Artist

Hans Namuth

(1915 - 1990) American (b. Germany)

Biography

Born in Essen, Hans Namuth produced his first major body of photographic work in Madrid during the Spanish Civil War, while he was working on assignment for Vu and LIFE. He studied photography later with Joseph Breitenbach in Paris, and with Alexey Brodovitch at the New School for Social Research after immigrating to New York in 1941. During World War II, Namuth worked for the French Foreign Legion and the U.S. Army Intelligence Service; afterwards he returned to freelance photography, publishing in LIFE, Look, Time, Newsweek, Harper's Bazaar, and Vogue. At the same time, he produced portraits of artists working in informal settings. His most famous of these is his series of Jackson Pollock; others among the more than two hundred artists are Willem de Kooning, Ad Reinhardt, Joseph Cornell, and Mark Rothko. Namuth's other major photographic series are Early American Tools, made in the 1970s and based on tools from the eighteenth century, and Guatemala: The Land, The People, a project begun in 1949 in which he periodically returned to a Guatemalan town to document its development.
In addition to his photography, Namuth made a number of films, on such artists and architects as Pollock, Josef Albers, Constantin Brancusi, Louis Kahn, and Alexander Calder. Viewed in combination with his still photographs, these attest to Namuth's deep involvement with portraiture.

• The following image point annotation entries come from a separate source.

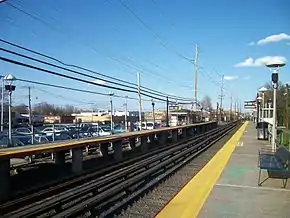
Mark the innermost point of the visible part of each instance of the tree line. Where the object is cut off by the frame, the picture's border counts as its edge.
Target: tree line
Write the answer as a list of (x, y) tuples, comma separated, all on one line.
[(45, 108), (282, 101)]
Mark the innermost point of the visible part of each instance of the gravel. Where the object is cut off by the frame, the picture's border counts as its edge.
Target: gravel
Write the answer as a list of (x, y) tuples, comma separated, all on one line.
[(153, 201)]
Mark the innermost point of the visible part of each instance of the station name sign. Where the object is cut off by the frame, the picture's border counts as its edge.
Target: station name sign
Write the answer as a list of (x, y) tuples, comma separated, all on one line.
[(249, 104)]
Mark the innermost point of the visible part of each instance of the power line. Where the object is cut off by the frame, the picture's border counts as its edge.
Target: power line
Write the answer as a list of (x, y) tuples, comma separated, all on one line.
[(78, 90), (74, 78), (83, 74), (93, 48), (58, 74), (161, 41)]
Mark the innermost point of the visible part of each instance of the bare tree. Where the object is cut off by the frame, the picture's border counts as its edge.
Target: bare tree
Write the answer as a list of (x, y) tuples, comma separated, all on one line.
[(45, 108), (22, 109), (206, 103)]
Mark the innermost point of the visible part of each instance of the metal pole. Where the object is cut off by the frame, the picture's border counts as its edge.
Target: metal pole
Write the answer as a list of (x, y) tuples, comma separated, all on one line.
[(195, 74), (139, 101), (274, 121), (2, 105), (10, 121), (221, 97), (126, 111), (287, 109), (111, 106), (263, 106), (231, 105), (30, 115), (53, 132), (167, 112), (153, 114)]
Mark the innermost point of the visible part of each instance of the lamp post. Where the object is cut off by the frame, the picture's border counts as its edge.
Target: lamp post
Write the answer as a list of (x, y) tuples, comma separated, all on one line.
[(263, 90), (10, 88), (126, 112), (259, 99), (2, 104), (286, 102), (275, 68), (111, 108), (153, 112)]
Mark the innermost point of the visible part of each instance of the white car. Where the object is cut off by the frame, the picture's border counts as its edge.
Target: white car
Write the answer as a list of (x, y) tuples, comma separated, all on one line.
[(49, 131), (104, 131)]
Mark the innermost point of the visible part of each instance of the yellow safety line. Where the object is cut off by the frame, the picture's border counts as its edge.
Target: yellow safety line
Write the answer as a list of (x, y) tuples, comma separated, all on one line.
[(48, 147), (189, 201)]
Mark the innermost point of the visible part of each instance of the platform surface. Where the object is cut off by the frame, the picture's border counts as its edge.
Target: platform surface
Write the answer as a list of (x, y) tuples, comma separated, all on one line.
[(227, 186), (21, 151), (236, 193)]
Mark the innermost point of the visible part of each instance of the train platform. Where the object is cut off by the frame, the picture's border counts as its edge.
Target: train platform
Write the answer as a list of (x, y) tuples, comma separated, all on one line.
[(228, 185)]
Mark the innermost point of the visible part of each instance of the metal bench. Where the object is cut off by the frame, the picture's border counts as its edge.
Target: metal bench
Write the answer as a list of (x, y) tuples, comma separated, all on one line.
[(276, 164)]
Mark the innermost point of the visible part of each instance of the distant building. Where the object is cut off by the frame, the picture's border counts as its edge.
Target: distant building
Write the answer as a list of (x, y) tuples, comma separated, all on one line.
[(58, 119)]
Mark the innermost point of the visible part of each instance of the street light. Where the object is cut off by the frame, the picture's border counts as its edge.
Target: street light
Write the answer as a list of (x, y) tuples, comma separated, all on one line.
[(275, 68), (153, 113), (111, 94), (263, 90), (2, 103), (259, 99), (126, 112), (10, 88)]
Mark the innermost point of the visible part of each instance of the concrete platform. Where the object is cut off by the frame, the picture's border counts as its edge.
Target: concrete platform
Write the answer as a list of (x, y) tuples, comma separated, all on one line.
[(236, 193)]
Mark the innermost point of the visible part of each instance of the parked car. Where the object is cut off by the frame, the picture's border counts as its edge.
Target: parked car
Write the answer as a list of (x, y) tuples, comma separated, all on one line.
[(27, 131)]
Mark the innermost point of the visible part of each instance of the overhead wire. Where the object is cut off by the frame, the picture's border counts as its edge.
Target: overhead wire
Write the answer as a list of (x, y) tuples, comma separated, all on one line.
[(74, 78), (52, 58), (160, 40), (93, 48), (78, 90)]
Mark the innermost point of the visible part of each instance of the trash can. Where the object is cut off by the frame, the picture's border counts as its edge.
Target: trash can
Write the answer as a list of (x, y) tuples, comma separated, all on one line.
[(262, 131)]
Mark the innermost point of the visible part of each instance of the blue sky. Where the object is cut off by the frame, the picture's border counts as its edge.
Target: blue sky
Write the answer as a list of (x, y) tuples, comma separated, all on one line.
[(95, 34)]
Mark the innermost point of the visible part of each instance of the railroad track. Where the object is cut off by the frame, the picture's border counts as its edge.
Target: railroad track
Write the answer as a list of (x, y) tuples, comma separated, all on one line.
[(104, 193)]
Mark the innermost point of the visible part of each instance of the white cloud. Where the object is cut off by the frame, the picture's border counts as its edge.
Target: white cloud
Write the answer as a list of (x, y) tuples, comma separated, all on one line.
[(98, 81), (272, 38), (230, 77), (259, 62)]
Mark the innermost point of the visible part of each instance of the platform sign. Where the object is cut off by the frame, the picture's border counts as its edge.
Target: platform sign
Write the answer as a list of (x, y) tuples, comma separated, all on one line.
[(249, 104)]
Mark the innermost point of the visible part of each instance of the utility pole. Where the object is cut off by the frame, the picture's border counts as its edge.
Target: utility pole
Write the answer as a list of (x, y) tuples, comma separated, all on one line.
[(287, 107), (235, 117), (195, 74), (217, 111), (221, 96), (111, 108), (126, 111), (139, 101), (2, 105), (30, 115), (167, 112), (231, 107)]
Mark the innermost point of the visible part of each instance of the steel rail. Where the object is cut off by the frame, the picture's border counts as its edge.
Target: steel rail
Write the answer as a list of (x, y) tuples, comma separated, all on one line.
[(127, 176)]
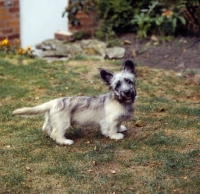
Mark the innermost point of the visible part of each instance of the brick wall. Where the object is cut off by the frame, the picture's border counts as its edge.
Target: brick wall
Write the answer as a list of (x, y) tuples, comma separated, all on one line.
[(9, 19), (88, 23)]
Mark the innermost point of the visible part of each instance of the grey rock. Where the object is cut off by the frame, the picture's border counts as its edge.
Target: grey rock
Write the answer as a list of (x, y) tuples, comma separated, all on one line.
[(115, 52)]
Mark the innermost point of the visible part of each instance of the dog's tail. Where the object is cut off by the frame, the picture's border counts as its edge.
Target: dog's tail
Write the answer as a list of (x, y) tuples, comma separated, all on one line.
[(37, 110)]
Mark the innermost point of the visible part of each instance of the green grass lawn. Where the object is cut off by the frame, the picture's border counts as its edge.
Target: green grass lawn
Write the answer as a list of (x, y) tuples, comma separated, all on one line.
[(159, 154)]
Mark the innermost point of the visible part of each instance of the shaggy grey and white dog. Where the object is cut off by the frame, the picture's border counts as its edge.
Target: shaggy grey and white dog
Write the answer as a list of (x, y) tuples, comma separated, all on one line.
[(107, 110)]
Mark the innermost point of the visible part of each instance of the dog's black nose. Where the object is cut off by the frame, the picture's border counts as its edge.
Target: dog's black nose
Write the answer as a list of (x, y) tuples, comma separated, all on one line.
[(127, 92)]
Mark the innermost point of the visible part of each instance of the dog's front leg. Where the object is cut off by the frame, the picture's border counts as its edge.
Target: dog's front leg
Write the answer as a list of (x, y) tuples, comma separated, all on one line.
[(113, 133)]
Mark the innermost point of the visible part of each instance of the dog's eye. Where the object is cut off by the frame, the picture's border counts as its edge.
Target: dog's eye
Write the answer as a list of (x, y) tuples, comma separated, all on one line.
[(118, 84), (128, 81)]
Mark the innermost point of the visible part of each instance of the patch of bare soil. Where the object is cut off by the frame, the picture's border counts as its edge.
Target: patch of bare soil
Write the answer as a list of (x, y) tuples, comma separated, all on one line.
[(178, 54)]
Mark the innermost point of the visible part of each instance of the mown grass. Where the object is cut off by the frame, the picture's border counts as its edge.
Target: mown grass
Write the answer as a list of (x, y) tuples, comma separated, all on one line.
[(159, 154)]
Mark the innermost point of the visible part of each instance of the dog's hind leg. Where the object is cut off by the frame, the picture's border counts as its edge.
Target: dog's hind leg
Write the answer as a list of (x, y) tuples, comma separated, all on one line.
[(58, 133), (47, 127), (113, 133), (60, 122)]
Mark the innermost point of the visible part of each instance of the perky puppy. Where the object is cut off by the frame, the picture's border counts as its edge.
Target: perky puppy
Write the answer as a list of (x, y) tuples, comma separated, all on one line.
[(107, 110)]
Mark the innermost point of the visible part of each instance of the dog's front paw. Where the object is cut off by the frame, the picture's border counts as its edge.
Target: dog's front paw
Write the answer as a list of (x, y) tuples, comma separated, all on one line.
[(122, 128), (116, 136)]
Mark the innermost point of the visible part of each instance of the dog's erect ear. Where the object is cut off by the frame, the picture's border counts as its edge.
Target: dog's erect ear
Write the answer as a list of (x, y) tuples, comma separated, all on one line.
[(129, 66), (106, 76)]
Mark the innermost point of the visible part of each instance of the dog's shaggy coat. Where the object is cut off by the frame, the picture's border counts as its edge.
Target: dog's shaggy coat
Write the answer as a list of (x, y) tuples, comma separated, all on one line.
[(107, 110)]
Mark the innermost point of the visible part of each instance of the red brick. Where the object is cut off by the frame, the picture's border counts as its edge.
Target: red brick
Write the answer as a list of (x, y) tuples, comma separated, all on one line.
[(13, 23), (6, 17), (14, 36), (14, 9), (16, 30), (7, 31), (16, 3)]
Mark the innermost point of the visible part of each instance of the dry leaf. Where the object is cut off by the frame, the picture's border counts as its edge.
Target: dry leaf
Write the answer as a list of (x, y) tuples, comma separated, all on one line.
[(127, 42), (139, 123), (162, 109)]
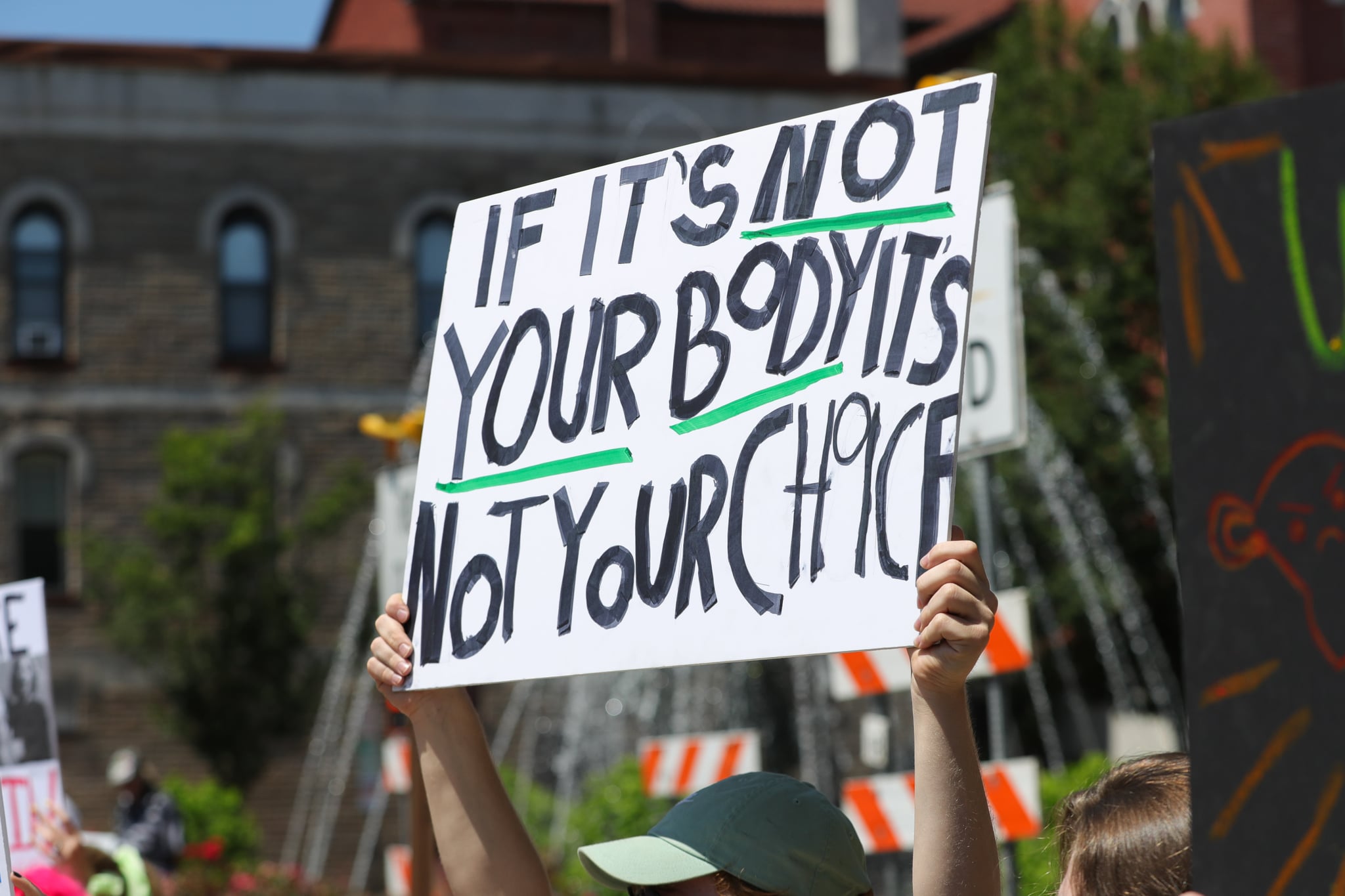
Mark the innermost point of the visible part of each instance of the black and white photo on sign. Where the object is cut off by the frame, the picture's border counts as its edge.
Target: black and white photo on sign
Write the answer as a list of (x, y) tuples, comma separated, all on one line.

Among the honors he received for his film and photography are the Merit Award from the Film Council of Greater Boston and a U.S. Department of State Public Service Award.
Lisa Hostetler
Handy et al. Reflections in a Glass Eye: Works from the International Center of Photography Collection, New York: Bulfinch Press in association with the International Center of Photography, 1999, p. 223.